The article says, in part, that NJ's lottery was once ranked among the nation's top performers, but after Christie privatized it two years ago it is now lagging for the second year and trailing its state income targets by $64 million seven months into the current fiscal year. Meanwhile, the company running it has spent hundreds of thousands of dollars to hire lobbyists and a public relations firm with close ties to the governor.
In 2011, New Jersey paid Macquarie Capital Group, an arm of an Australian investment bank, $1.8 million to study its lottery and recommend improvements. Macquarie, which counted lottery privatization specialists like Gtech S.p.A among its past clients, found that New Jersey's lottery was one of the nation's top performers — it had growing sales and the highest profit margins of any in the country. Macquarie recommended privatization anyway and then advised the state on setting up the bidding for the work.

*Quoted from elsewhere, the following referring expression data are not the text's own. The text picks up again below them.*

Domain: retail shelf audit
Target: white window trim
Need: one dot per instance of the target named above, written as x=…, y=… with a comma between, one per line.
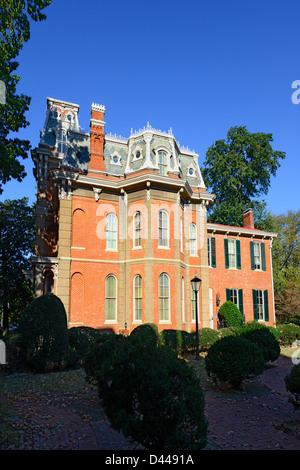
x=198, y=307
x=181, y=234
x=115, y=154
x=134, y=157
x=182, y=300
x=165, y=247
x=232, y=241
x=169, y=301
x=163, y=148
x=110, y=322
x=260, y=256
x=106, y=248
x=135, y=321
x=196, y=239
x=133, y=231
x=262, y=304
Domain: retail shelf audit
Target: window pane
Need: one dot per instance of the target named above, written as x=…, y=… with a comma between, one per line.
x=162, y=163
x=231, y=253
x=164, y=294
x=110, y=298
x=193, y=239
x=111, y=232
x=137, y=298
x=163, y=228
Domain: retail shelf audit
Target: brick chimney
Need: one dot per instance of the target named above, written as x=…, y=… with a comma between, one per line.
x=248, y=218
x=97, y=137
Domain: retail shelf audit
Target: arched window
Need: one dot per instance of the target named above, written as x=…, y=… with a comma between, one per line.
x=48, y=283
x=164, y=297
x=162, y=163
x=111, y=298
x=137, y=229
x=163, y=228
x=137, y=299
x=182, y=300
x=62, y=141
x=193, y=239
x=111, y=231
x=193, y=302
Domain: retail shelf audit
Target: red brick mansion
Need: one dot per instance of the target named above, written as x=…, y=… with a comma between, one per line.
x=122, y=229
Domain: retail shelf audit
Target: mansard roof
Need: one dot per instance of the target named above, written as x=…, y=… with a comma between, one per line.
x=122, y=156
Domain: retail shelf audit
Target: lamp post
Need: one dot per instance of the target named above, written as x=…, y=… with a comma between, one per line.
x=195, y=286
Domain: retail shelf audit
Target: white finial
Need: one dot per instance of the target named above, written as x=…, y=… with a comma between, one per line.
x=98, y=107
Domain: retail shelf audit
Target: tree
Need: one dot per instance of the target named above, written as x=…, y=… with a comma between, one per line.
x=14, y=32
x=17, y=228
x=238, y=170
x=286, y=264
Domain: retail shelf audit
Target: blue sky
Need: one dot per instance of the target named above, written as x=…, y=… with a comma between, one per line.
x=198, y=67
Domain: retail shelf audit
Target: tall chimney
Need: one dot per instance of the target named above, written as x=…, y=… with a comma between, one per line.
x=248, y=218
x=97, y=137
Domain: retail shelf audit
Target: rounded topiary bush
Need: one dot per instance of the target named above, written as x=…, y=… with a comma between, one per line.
x=232, y=359
x=288, y=333
x=147, y=333
x=43, y=328
x=266, y=341
x=152, y=396
x=230, y=314
x=292, y=384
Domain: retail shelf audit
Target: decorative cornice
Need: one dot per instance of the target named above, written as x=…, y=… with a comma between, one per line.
x=134, y=181
x=226, y=229
x=98, y=107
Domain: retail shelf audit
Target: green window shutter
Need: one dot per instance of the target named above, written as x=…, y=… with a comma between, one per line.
x=213, y=252
x=263, y=257
x=266, y=304
x=252, y=255
x=226, y=253
x=255, y=309
x=241, y=303
x=238, y=254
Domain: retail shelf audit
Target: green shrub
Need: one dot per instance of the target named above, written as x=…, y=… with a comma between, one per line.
x=230, y=314
x=177, y=340
x=288, y=333
x=43, y=328
x=81, y=337
x=71, y=359
x=150, y=395
x=292, y=384
x=229, y=331
x=232, y=359
x=207, y=337
x=103, y=348
x=265, y=340
x=148, y=332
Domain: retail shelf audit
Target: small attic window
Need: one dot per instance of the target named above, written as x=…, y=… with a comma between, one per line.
x=137, y=154
x=115, y=159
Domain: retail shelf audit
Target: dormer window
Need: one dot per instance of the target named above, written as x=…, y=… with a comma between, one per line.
x=115, y=159
x=137, y=154
x=191, y=171
x=62, y=144
x=162, y=163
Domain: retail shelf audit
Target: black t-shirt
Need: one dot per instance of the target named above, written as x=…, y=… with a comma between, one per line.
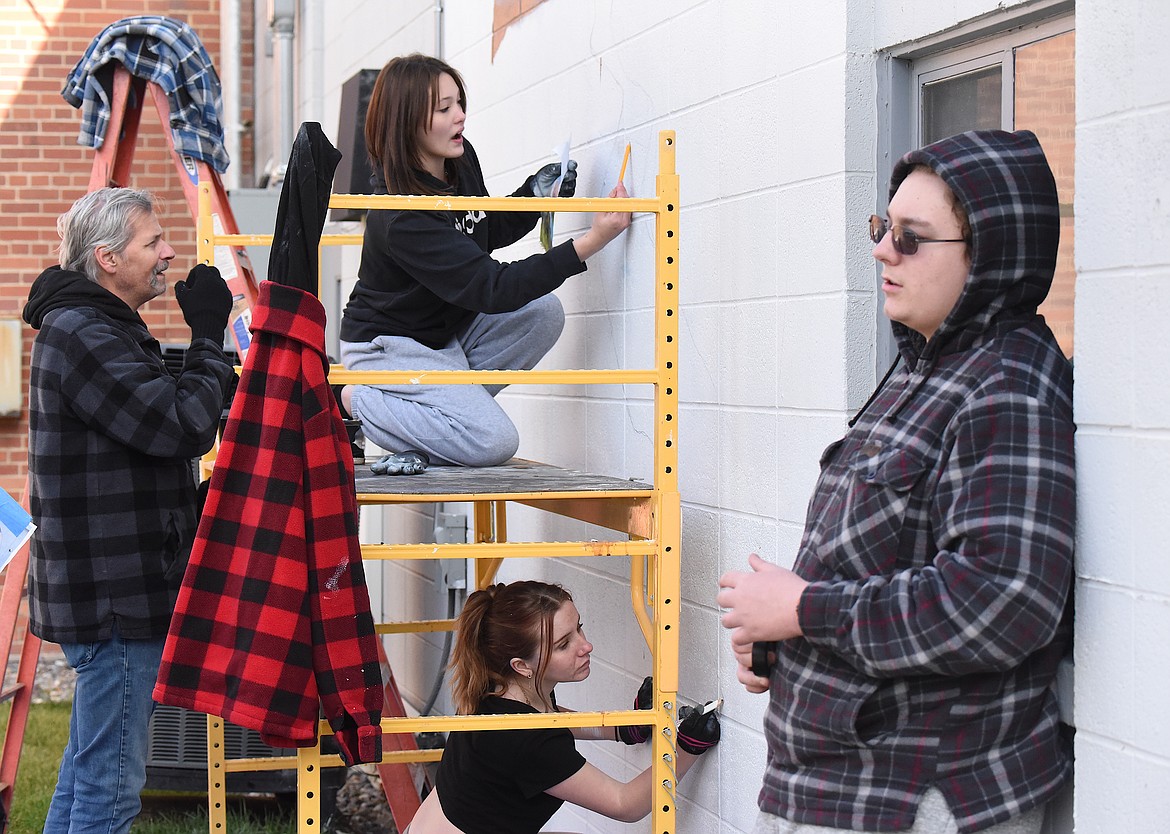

The same year, Gtech hired Wolff & Samson, the law firm of David Samson, one of Christie's longtime friends, whom the governor appointed to lead the powerful Port Authority of New York and New Jersey. It also hired Mercury Public Affairs, a firm at which Christie's political strategist Mike Duhaime is a partner, to handle communications.
Northstar New Jersey, a joint venture led by Gtech, was the only bidder in late 2012 when the state sought a private company to take over the lottery. It won a 15-year contract to run the vast majority of the lottery's operations, including ticket sales and marketing. A few functions remain with the state, which oversees Northstar via a lottery commission whose members serve at Christie's discretion.
The state's Democratic legislature passed a law in May 2013 prohibiting Christie from privatizing the lottery without its consent, but the governor vetoed the bill and went ahead with the project. Between 2012 and the end of 2014, Gtech paid Wolff & Samson $460,000 to represent its interests. The law firm reported meeting regularly with state officials in charge of the lottery, but the state's Treasury Department said no emails or records of such meetings existed in response to public information requests. That department later acknowledged the existence of a handful of emails, but refused to produce them.
Christie's push to privatize the lottery was billed as a way to make it run more like a business, but Norrthstar today spends more and employs more people than when the lottery was run by the state. During the state's last fiscal year, which included nine months of Northstar's management, the lottery reported $45 million in expenses and fees — or $10 million more than the state's administrative costs in the year before.
Though Northstar fell short of its contractually set targets for income to the state by $55 million in the last fiscal year, the Christie administration unilaterally agreed to lower them, thus saving the company millions of dollars in penalties.
If the lottery's fortunes do not improve, the shortfalls could mean budget cuts to programs directly funded by the lottery system, such as after-school care, programs for veterans and education for the deaf. The lottery is still missing its goals despite expanding its marketing budget and the number of stores at which tickets are sold.
Northstar's performance in New Jersey echoed results in two other states in which Northstar runs lottery systems. It fell short of its targets in Indiana last year, and missed its targets in Illinois for three straight years before that state terminated the arrangement last year.
And lest we forget, this is the man, Chris Christie, who thinks he has the ability and record to be the next president of the United States.